Why classical musicians should embrace analogue sound
It’s often assumed today that increasing the amount of information available – like adding extra pixels to a photo – will actually make the result more realistic. But Elschenbroich isn’t so sure. ‘An ultra-high-definition photo can look hyper-real, unlike the way we actually see with the naked eye. To me, pictures taken on Kodachrome film from the mid-70s seem more natural. The same with analogue sound: our instruments make sound waves in the air, the microphone picks them up, the wave form is recorded on tape – it’s not changed into 0s and 1s like a digital recording. Nothing is lost in translation.’
The heavy responsibility of turning back the clock, but not getting stuck in the past, fell to producer Simon Kiln. ‘In preparation, we spent a lot of time listening to old recordings to get a sense of the pre-digital soundworld, but it was important to find what would actually sound best for Leonard and Alexei, and that meant trying out old and new microphones and experimenting with where to place them and how to arrange the studio.’ The recording took place at Abbey Road in September last year with a specially assembled team who knew all about recording onto large spools of reel-to-reel tape and editing it with a razor blade – literally. There was no safety net, no back-up digital recording, and the pressure was on the performers to record long, accurate takes – usually whole movements – not only to conserve the tape (an eye-watering £300 an hour) but also to avoid the razor wherever possible.
‘The thing about razor-blade editing,’ says Kiln, ‘is that it’s completely destructive: once you’ve cut an edit into the master tape there’s no going back. Because Leonard knew there were limits to where you can edit like this there was certainly heightened adrenaline in the studio.’ This was something Elschenbroich relished: ‘For me, one of the reasons for going analogue is that we can’t record it bit by bit, like today’s digital recordings – we can’t fix every little thing. We have to record long sections. We did just three takes of the opening movement of the First Brahms Sonata and between them we knew we could make maybe four or five cuts. So, it felt very close to playing live.’

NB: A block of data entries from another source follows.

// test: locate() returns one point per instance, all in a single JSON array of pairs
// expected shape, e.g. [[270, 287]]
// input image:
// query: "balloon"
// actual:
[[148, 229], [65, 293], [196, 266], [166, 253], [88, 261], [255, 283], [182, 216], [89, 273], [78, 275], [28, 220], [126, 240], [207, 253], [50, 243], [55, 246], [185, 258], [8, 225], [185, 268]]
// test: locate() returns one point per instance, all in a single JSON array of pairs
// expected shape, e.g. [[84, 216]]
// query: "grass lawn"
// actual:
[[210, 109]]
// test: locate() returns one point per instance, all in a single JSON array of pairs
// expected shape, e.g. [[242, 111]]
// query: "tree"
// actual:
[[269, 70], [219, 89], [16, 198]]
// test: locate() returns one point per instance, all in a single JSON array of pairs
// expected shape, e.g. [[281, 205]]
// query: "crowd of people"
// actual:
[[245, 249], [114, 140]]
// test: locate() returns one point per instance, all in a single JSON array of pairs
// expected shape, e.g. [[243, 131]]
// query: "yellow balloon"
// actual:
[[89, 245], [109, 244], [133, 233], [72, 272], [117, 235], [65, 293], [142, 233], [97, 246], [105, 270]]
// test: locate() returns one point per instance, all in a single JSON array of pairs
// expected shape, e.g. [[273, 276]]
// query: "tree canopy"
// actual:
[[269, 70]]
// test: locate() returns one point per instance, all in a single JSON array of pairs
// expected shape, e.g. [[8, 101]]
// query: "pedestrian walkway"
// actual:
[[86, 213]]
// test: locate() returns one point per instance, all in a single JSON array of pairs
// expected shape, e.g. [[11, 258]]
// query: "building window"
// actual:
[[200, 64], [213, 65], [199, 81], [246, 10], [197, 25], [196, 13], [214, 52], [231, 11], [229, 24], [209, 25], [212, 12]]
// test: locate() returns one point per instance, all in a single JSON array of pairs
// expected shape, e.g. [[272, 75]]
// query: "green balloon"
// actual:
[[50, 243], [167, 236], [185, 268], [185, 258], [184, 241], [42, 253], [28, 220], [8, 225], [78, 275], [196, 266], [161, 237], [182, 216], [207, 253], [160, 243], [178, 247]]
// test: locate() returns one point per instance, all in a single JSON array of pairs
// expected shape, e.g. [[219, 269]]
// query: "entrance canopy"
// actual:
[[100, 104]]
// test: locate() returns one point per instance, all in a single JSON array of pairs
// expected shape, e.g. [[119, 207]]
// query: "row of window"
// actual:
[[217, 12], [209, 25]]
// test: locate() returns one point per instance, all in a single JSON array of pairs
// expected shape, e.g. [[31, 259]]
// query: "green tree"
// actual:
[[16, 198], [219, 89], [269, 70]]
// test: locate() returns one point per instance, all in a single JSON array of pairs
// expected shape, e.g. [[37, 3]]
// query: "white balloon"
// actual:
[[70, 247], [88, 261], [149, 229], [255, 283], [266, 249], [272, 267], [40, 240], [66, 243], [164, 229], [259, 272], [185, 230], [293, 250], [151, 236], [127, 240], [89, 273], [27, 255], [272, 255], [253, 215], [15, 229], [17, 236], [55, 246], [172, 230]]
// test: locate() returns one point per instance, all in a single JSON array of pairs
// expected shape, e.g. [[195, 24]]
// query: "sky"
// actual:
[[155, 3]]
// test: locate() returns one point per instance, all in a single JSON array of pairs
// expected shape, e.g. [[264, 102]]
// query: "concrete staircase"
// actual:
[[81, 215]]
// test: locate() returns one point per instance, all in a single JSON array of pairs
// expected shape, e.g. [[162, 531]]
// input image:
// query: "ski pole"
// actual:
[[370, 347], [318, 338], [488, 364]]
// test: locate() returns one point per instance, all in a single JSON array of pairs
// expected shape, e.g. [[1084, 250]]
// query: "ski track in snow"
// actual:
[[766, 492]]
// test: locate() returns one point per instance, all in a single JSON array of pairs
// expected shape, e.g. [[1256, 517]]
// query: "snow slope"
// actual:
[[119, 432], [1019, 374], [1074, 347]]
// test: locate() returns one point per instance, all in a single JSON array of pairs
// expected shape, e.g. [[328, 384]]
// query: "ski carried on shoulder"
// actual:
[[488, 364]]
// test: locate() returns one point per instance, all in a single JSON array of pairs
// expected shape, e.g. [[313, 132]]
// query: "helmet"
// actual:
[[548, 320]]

This LP will offer music lovers and audiophiles something new and fresh – not the retro-experience one might expect. Long takes and minimal editing offer greater freedom and continuity, and convey more sense of a real performance. Listening to traditional digital recordings, Elschenbroich often feels as though he’s sitting in an empty concert hall, ‘but with this recording – and I’ve listened to it in many different places with headphones and speakers and so on – wherever you play it is where it’s taking place. So, if you’re in a small living room, then Alexei and I are sitting there with you; if it’s a big reception room, then we’re playing for you at the front. There is no space that you enter: it enters into the space that you are in.’ What Simon Kiln and the team have created at Abbey Road is, says Elschenbroich, ‘the best cello-piano sound I know: it’s the closest to how I would like to be heard – always! It will be difficult to record any other way from now on.’
As classical music lovers we may not be the ones who will benefit most from the current vinyl revival. Yet some of us still have our old collections, and there are boxes of second-hand LPs just waiting to be snapped up in charity shops and auction houses across the country. And if this analogue awakening does nothing else, it should inspire us to stop for half-an-hour, and make more time for relaxed, mindful listening.